Schouw & Co. CEO and BioMar Chair, Jens Bjerg Sørensen says: "An IPO of a mature
and strong portfolio company aligns naturally with Schouw & Co.'s approach to
active ownership, disciplined capital allocation and long-term value creation. A
separate listing of BioMar will offer investors the opportunity to invest
directly in a leading pure-play aquaculture specialist positioned at the centre
of a structurally expanding global industry. For Schouw & Co., it represents an
opportunity to unlock financial capacity for investments in the remaining or new
portfolio businesses while retaining our position as majority shareholder in
BioMar."

BioMar CEO Carlos Diaz says: "A listing will mark a significant milestone in
BioMar's history. In addition to providing direct access to capital markets, it
will enhance transparency and increase public awareness of our company and
brand, supporting our ability to attract and retain talent. BioMar is ready for
life as a listed company and well positioned to continue its growth journey,
driven by our high-quality product offering, commitment to sustainability and
advanced feeding technology in a market defined by rising global demand for
farmed fish and shrimp."

Information about BioMar
BioMar was founded in 1962 as Dansk Ørredfoder by Danish trout farmers. In
2005, BioMar became part of Schouw & Co. and has since made significant and
transformative acquisitions and investments in its global footprint, research,
innovation and production capacity.

Today, BioMar is a leading global aquafeed solutions provider, focusing on the
attractive segment of high?value species such as salmon, warm?water shrimp,
trout, sea bass and sea bream and many other high-value fish. It operates 16
feed production facilities with a total seasonalised production capacity of 2.0
million tonnes and has five technology centres located in the major aquaculture
hubs in Europe, Latin America and Asia. In total, BioMar supplies high-value
feed for more than 45 different species, offering its products in more than 90
countries.

BioMar serves its customers through four complementary business segments:

* Salmon. BioMar primarily provides aquaculture feed solutions for Atlantic
and Pacific salmon. The Salmon segment is BioMar's largest segment and
accounted for 60% of volumes sold, 67% of revenue, and 69% of EBIT in 2025.
* Shrimp. BioMar provides aquaculture feed solutions for warm-water shrimp.
The segment accounted for 24% of volumes sold, 14% of revenue, and 15% of
EBIT in 2025.
* Selected Species. BioMar provides aquaculture feed for a range of high-value
species with specific nutritional needs, including multiple species of
trout, sea bass and sea bream. The segment accounted for 16% of volumes
sold, 18% of revenue, and 21% of EBIT in 2025.
* Tech Solutions. The Tech Solutions segment provides AI-driven technology
solutions for aquaculture (currently shrimp) feeding and farming, enhancing
efficiency and sustainability of feeding, while providing data-driven
insights with the potential to improve feeding and farming practices. In
2025, the Tech Solutions segment generated revenue of DKK 172 million and an
EBIT of DKK 46 million. The segment's revenue comprises hardware, lease and
subscription revenue.

Over the years, it has become evident that feed is far more than an enabler of
growth. With the right nutritional solutions, fish and shrimp can thrive, build
greater resilience, and mitigate health challenges, all while lowering
environmental impact through the use of circular and restorative raw materials.
At the same time, specialised feed solutions are essential to the adoption of
new farming technologies that are reshaping the industry.

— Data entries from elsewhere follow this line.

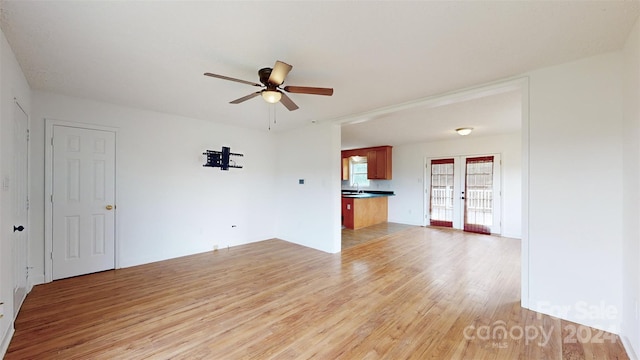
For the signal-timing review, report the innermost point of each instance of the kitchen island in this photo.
(362, 209)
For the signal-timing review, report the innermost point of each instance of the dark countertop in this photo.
(365, 194)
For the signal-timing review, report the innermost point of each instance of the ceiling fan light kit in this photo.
(271, 96)
(270, 80)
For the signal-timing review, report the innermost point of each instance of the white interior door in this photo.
(20, 205)
(83, 209)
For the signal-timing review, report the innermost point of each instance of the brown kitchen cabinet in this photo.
(358, 213)
(378, 162)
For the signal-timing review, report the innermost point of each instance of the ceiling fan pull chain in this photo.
(274, 113)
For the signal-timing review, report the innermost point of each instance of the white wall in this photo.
(168, 204)
(575, 190)
(12, 85)
(309, 214)
(407, 206)
(631, 190)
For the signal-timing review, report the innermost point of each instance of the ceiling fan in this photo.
(271, 80)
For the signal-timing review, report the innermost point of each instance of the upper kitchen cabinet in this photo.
(378, 162)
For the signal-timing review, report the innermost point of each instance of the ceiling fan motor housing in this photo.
(264, 74)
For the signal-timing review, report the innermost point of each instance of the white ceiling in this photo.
(152, 55)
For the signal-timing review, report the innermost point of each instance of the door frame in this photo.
(459, 170)
(28, 280)
(48, 181)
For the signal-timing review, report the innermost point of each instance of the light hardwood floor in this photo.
(416, 294)
(351, 237)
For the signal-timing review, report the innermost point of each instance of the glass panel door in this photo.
(441, 202)
(478, 195)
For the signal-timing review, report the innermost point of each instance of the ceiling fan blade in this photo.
(279, 72)
(232, 79)
(288, 103)
(309, 90)
(245, 98)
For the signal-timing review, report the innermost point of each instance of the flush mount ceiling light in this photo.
(464, 131)
(271, 96)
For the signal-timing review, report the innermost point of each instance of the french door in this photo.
(463, 192)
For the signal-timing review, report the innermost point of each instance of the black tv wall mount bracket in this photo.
(221, 159)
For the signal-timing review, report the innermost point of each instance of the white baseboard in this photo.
(5, 342)
(35, 280)
(628, 348)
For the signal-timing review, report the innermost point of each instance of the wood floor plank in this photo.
(404, 293)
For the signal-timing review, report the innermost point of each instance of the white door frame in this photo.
(28, 285)
(48, 180)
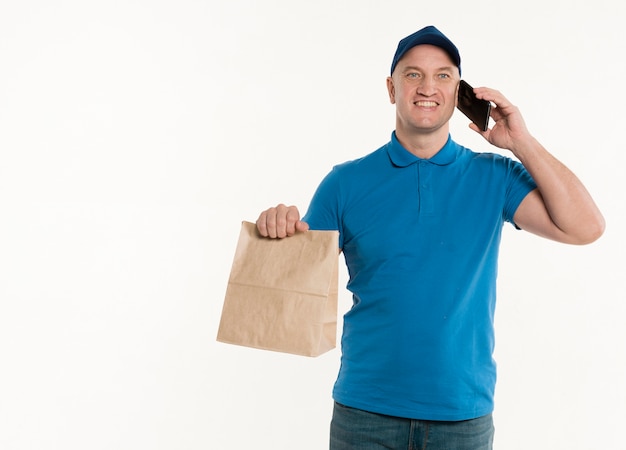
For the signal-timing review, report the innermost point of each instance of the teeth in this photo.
(426, 104)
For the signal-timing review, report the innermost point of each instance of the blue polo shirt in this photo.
(420, 239)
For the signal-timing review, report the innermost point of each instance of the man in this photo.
(420, 223)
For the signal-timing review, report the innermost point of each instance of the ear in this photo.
(391, 89)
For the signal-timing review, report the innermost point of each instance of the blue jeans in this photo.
(353, 429)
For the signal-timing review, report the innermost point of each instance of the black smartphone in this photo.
(475, 109)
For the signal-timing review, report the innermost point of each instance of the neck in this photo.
(423, 145)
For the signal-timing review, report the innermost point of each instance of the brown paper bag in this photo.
(282, 293)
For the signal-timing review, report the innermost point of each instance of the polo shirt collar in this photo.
(401, 157)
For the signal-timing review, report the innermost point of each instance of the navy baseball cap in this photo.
(427, 35)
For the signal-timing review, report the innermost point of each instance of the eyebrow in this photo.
(448, 68)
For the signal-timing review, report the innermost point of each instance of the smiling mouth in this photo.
(426, 104)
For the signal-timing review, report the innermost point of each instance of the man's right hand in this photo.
(280, 221)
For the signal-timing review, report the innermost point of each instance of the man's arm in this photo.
(560, 208)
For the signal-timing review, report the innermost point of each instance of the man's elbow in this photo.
(593, 230)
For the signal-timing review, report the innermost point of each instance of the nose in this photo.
(426, 87)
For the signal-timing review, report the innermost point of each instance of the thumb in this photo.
(302, 226)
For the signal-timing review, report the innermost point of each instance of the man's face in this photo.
(424, 87)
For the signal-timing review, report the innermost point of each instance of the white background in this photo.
(136, 135)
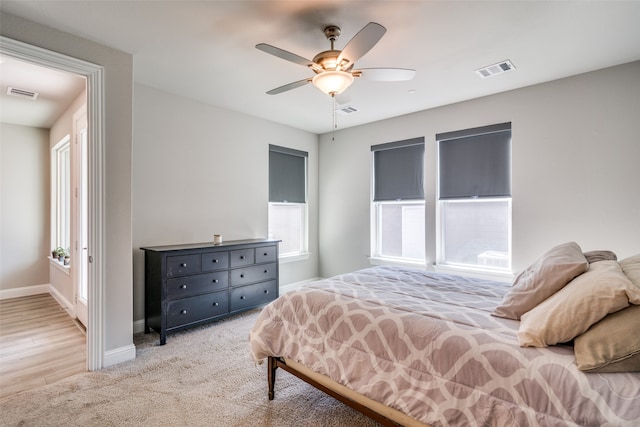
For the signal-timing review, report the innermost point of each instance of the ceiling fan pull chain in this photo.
(335, 119)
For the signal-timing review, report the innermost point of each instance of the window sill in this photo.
(396, 261)
(284, 259)
(498, 276)
(60, 266)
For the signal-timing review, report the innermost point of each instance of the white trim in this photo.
(397, 261)
(56, 264)
(119, 355)
(64, 303)
(95, 115)
(25, 291)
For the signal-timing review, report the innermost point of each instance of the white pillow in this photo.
(588, 298)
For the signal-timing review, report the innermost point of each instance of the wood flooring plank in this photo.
(39, 343)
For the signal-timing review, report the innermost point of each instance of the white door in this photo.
(81, 243)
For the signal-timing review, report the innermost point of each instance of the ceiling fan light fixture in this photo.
(332, 82)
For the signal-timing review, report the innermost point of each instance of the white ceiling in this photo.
(205, 50)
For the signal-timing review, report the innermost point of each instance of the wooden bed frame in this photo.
(380, 413)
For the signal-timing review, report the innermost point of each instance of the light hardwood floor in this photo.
(39, 343)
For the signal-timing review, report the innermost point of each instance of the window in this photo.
(288, 199)
(474, 207)
(398, 221)
(61, 194)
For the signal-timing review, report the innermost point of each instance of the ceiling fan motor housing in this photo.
(328, 61)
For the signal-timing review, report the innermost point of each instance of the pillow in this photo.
(612, 344)
(631, 267)
(542, 279)
(603, 289)
(595, 256)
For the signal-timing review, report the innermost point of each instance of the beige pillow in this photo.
(603, 289)
(631, 267)
(612, 344)
(595, 256)
(542, 279)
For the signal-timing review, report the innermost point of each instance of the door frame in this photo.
(96, 157)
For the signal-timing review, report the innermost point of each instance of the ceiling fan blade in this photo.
(362, 42)
(288, 86)
(385, 74)
(283, 54)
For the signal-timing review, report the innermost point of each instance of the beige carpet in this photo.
(201, 377)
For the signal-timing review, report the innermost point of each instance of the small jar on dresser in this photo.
(191, 284)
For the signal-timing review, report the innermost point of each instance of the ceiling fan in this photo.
(334, 69)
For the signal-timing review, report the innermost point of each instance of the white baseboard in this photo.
(25, 291)
(119, 355)
(64, 303)
(138, 326)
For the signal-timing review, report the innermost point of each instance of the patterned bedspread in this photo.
(425, 343)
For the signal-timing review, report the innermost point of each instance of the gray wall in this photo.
(200, 170)
(575, 170)
(118, 78)
(24, 206)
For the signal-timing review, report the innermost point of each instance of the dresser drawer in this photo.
(193, 309)
(198, 284)
(242, 257)
(255, 273)
(212, 261)
(266, 254)
(181, 265)
(249, 296)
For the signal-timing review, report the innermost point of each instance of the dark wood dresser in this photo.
(187, 285)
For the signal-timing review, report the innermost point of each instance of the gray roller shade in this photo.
(398, 170)
(287, 175)
(475, 163)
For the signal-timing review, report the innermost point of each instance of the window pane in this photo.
(400, 230)
(286, 222)
(476, 233)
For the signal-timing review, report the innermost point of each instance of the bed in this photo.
(414, 347)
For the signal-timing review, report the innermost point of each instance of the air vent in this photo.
(22, 93)
(492, 70)
(347, 110)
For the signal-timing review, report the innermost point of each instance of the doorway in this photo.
(95, 174)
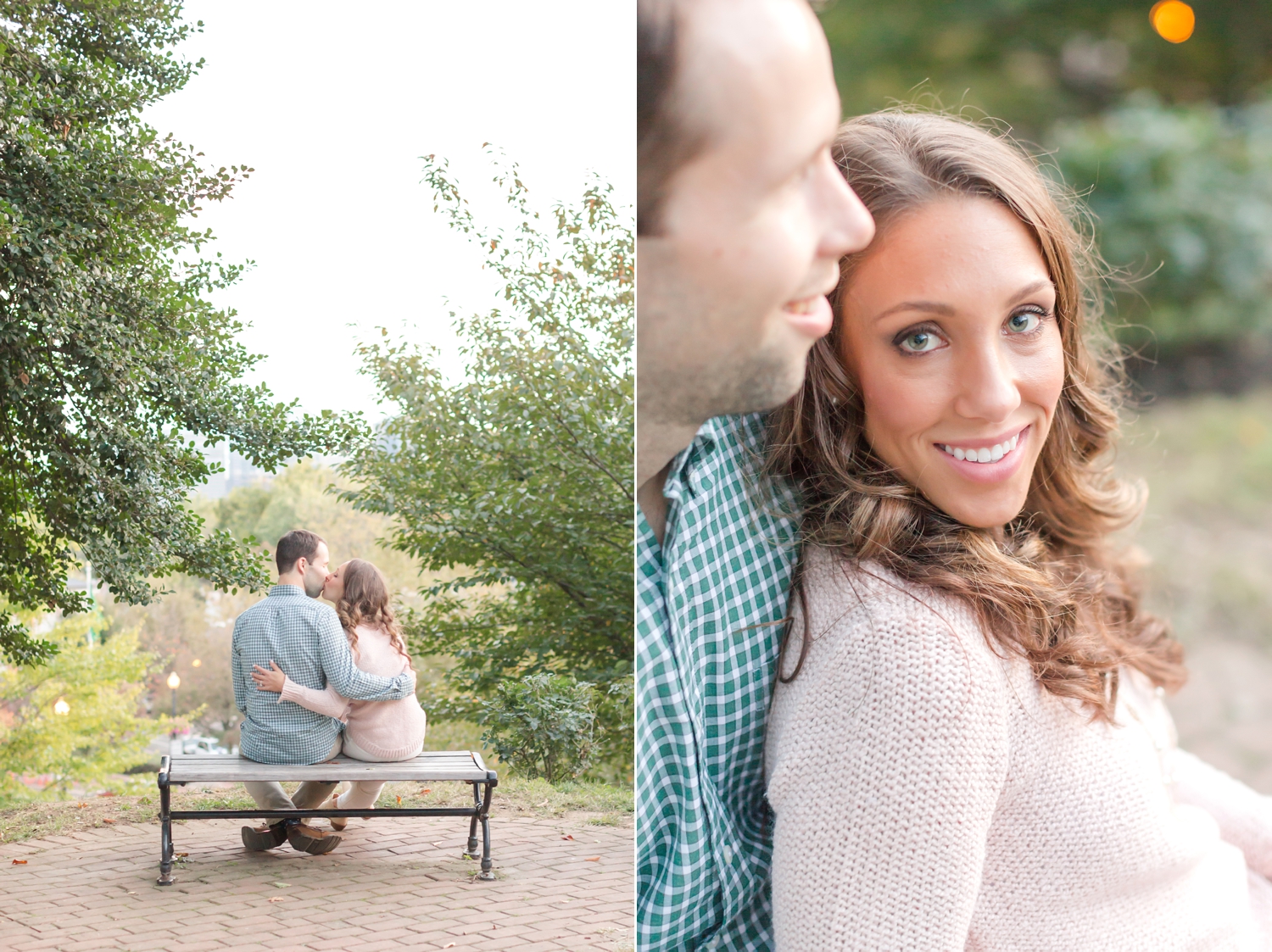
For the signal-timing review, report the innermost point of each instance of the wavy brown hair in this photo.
(1048, 586)
(366, 603)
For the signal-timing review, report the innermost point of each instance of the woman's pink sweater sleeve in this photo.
(1244, 816)
(326, 702)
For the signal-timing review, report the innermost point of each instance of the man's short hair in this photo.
(295, 545)
(664, 142)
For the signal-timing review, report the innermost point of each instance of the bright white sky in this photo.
(333, 112)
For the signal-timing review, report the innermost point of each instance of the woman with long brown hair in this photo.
(374, 730)
(968, 746)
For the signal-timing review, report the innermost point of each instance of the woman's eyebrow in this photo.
(930, 307)
(1033, 287)
(946, 310)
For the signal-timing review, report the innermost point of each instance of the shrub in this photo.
(1183, 203)
(544, 726)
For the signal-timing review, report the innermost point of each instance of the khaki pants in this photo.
(271, 796)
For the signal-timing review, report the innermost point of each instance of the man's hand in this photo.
(270, 682)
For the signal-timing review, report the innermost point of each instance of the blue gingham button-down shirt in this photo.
(710, 601)
(304, 637)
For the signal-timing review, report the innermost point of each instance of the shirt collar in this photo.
(683, 476)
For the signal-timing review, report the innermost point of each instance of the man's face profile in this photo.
(752, 228)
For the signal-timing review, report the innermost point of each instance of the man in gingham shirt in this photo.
(304, 637)
(742, 219)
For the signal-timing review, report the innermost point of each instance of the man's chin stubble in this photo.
(763, 383)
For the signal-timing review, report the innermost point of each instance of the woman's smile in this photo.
(986, 460)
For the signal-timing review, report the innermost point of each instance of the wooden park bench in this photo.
(430, 766)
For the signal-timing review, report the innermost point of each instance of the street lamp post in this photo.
(175, 682)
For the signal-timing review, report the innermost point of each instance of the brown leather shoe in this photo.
(338, 822)
(261, 838)
(310, 839)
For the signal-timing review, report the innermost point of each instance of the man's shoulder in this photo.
(289, 605)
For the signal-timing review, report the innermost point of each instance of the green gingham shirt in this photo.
(304, 637)
(710, 601)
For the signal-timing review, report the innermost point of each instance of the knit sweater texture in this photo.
(931, 794)
(389, 730)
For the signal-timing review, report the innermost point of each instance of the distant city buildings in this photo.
(237, 472)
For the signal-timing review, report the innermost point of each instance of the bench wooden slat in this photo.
(430, 765)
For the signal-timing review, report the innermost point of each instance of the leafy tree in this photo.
(1032, 61)
(1183, 203)
(98, 732)
(518, 476)
(109, 354)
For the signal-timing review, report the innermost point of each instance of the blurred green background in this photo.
(1170, 144)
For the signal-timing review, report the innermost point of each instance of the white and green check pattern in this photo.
(709, 601)
(307, 641)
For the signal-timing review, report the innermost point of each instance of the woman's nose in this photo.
(987, 387)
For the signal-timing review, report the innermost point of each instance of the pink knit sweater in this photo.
(930, 794)
(389, 730)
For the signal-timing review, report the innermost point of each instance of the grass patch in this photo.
(514, 796)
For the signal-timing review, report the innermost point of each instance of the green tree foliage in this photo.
(99, 733)
(1032, 61)
(1183, 203)
(519, 476)
(544, 726)
(109, 351)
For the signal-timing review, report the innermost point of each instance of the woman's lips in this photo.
(994, 470)
(809, 315)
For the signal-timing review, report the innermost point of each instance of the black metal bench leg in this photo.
(471, 853)
(165, 827)
(486, 865)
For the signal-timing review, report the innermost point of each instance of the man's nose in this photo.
(849, 226)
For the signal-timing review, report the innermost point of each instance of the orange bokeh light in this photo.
(1173, 19)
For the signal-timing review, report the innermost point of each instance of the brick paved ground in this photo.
(391, 885)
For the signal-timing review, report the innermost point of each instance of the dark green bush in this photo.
(544, 725)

BioMar's competitive strength lies in the combination of global scale, deep
species?specific nutritional expertise and long?term customer relationships,
supported by a strong commitment to continuous innovation.

Selected key strengths
BioMar operates in the critically important and attractive mid-stream segment of
the aquaculture value chain, benefiting from global structural megatrends
supporting the volume and pricing dynamics in its end markets.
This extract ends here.